Phase 3: The Signals Still Aren't Enough
Re-ran top 2 signals through 10-gate approval on the new market-only baseline. Both failed again (6/10 gates). The base got better (-3.3% to -2.6%) but signal marginals unchanged (+0.9pp, +0.4pp). Walk-forward 1/4 and 0/4 folds. Individual Layer 3 signals can't close the remaining -2.2% gap.
Phase 3: The Signals Still Aren't Enough
We improved the engine. Base AH ROI went from -3.3% to -2.2%. Then we re-ran the top two signals through the 10-gate approval process. Both failed again. The market-only config raised the floor, but the signals didn't get stronger.
The Question
The "Fix the Engine" playbook had three phases:
- Parameter sweep (RFB/decay) -- DONE, baseline wins
- Loss weight sweep -- DONE, market-only deployed (+0.79pp)
- Re-test top signals on improved base -- THIS POST
The hypothesis: with base ROI at -2.2% instead of -3.3%, signals adding +0.9pp might now be enough to pass walk-forward validation (which requires positive marginal in 2/3 of season folds).
What We Found
Both signals failed again. 6/10 gates each.

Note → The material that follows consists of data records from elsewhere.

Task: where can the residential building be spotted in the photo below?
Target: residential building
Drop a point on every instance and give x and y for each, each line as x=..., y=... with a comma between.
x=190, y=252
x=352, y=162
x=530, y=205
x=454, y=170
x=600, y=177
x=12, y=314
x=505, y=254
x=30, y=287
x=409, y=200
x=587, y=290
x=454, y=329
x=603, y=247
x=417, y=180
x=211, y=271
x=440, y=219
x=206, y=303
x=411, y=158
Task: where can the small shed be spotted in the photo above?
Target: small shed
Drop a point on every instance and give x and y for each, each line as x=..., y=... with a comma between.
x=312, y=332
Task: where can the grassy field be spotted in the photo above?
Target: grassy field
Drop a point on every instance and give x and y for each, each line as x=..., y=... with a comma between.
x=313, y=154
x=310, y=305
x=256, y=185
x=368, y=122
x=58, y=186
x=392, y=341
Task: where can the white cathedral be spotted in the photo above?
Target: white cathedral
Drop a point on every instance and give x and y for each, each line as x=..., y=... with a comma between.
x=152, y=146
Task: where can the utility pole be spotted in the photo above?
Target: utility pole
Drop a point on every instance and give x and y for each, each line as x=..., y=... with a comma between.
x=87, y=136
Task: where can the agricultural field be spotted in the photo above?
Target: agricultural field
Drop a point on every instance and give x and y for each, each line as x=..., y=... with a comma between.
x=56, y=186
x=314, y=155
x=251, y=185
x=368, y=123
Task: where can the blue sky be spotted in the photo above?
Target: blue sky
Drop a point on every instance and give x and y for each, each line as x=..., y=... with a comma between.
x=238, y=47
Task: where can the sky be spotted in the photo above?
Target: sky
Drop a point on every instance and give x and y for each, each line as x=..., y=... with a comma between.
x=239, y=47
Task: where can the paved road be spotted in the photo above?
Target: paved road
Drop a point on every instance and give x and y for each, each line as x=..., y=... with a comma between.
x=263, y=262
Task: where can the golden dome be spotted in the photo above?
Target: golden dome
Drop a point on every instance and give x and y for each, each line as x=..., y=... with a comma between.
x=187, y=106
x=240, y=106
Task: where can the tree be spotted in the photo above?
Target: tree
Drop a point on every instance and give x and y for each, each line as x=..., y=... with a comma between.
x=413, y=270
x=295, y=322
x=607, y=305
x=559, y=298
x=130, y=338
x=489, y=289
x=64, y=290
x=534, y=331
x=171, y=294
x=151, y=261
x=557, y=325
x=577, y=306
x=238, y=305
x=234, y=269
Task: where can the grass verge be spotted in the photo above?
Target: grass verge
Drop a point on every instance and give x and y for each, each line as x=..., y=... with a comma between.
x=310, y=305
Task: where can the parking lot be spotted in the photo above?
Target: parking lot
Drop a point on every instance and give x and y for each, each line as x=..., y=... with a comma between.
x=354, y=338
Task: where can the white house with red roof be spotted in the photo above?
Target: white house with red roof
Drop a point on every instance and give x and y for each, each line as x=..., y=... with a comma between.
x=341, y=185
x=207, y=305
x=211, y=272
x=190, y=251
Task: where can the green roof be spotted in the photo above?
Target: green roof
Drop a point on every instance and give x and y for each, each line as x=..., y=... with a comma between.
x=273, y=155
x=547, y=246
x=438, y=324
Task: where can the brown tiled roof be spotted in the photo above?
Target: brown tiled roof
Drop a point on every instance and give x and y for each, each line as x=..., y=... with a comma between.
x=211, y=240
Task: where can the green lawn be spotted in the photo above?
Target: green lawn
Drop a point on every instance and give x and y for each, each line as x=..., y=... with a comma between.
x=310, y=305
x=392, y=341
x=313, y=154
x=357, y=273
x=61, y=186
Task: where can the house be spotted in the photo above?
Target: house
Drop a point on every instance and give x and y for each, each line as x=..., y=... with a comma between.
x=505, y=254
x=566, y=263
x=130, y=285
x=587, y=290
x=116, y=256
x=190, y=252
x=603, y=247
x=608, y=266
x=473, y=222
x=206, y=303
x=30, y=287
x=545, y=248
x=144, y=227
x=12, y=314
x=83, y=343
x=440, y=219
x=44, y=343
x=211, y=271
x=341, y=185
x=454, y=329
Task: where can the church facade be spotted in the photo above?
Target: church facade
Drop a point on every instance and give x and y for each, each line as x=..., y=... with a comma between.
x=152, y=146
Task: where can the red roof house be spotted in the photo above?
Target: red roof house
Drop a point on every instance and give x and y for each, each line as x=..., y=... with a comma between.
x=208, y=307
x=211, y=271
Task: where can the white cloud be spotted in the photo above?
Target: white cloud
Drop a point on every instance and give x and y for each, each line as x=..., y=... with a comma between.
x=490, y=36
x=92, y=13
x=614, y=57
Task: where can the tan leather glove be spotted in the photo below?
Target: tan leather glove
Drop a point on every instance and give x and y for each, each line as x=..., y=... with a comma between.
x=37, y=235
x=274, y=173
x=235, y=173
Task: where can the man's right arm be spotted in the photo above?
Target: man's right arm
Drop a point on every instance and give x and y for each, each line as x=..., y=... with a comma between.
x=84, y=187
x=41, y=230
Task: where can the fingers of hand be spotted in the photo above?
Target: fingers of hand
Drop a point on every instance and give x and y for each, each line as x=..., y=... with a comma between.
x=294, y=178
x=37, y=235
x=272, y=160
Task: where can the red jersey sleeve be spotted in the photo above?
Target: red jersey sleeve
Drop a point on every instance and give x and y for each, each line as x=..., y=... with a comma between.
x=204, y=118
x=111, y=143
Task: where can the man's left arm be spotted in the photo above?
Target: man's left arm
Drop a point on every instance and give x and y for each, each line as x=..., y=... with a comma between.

tc2-league-filter (exclude segunda, la-liga, ligue-2)
| Gate | Result | Detail |
|---|---|---|
| 1. Pre-registered | PASS | |
| 2. True standalone | PASS | N=78,125, ROI=-5.4% |
| 3. Minimum N | PASS | 78,125 >= 1,000 |
| 4. Marginal ROI > 0 | PASS | +0.9pp |
| 5. Bootstrap p < 0.10 | FAIL | p=0.19 |
| 6. IS/OOS gap < 3pp | FAIL | 3.9pp gap |
| 7. Regime stratification | PASS | No opposite-sign regimes |
| 8. Suspicious N | FAIL | 14 signals similar N |
| 9. Practical significance | PASS | +0.9pp > 0.5pp |
| 10. Walk-forward | FAIL | 1/4 folds positive |
tc2-home-ah-rescue (home AH only vs bottom-quarter opponents)
| Gate | Result | Detail |
|---|---|---|
| 4. Marginal ROI > 0 | PASS | +0.4pp |
| 5. Bootstrap p < 0.10 | FAIL | p=0.32 |
| 9. Practical significance | FAIL | +0.4pp < 0.5pp |
| 10. Walk-forward | FAIL | 0/4 folds positive |
The Nuance
The Base Got Better, The Signals Didn't
| Metric | Old Baseline | Market-Only |
|---|---|---|
| Base AH ROI | -3.28% | -2.60% |
| tc2-league-filter marginal | +0.91pp | +0.90pp |
| tc2-home-ah-rescue marginal | +0.43pp | +0.40pp |
The marginal contributions are essentially unchanged. The signals filter the same bets regardless of the underlying solver config. The improvement came from the base, not the signals.
Walk-Forward Is the Binding Constraint
Walk-forward requires positive marginal in 2/3 of season folds. With the market-only base, the folds look like:
| Year | Base ROI | With tc2-league-filter | Marginal |
|---|---|---|---|
| 2022 | -2.6% | -2.5% | -0.1pp FAIL |
| 2023 | -0.5% | -0.5% | -0.0pp OK |
| 2024 | -5.7% | -5.7% | +0.0pp FAIL |
| 2025 | -1.8% | -1.8% | -0.0pp FAIL |
The marginal is tiny in every fold -- sometimes positive, sometimes negative. There's no consistent directional effect across time periods.
Infrastructure Fix: Snapshot Loading Bug
During this phase, we discovered that loadSnapshots() in data-loader.ts was loading ALL cached solver snapshots regardless of config hash. With dozens of sweep configs cached, the loader was picking a random mix of old (outcome=0.3/xg=0.2) and new (market-only) snapshots.
Fixed by adding a configHashFilter parameter and computing per-league hashes based on the production config (accounting for per-league ouWeight tiers).
What This Means
The "Fix the Engine" playbook is complete:
- Phase 1 (RFB/decay): baseline optimal, no change
- Phase 2 (loss weights): market-only deployed, +0.79pp, +118u
- Phase 3 (re-test signals): both top signals still fail
The remaining -2.2% AH ROI gap cannot be closed by individual signal filters. The path forward is structural:
- Quarter-line routing (+4.3% vs whole-line -7.8%, already validated in regime search)
- Edge-weighted sizing (+1.5pp OOS)
- Max-edge cap (reversed hypothesis from today's wrong-direction finding)
- Or accepting that -2.2% is the model's structural floor and focusing on live execution quality
What's Next
The playbook's three phases are done. Time for a new playbook focused on the structural opportunities identified during this session's regime search.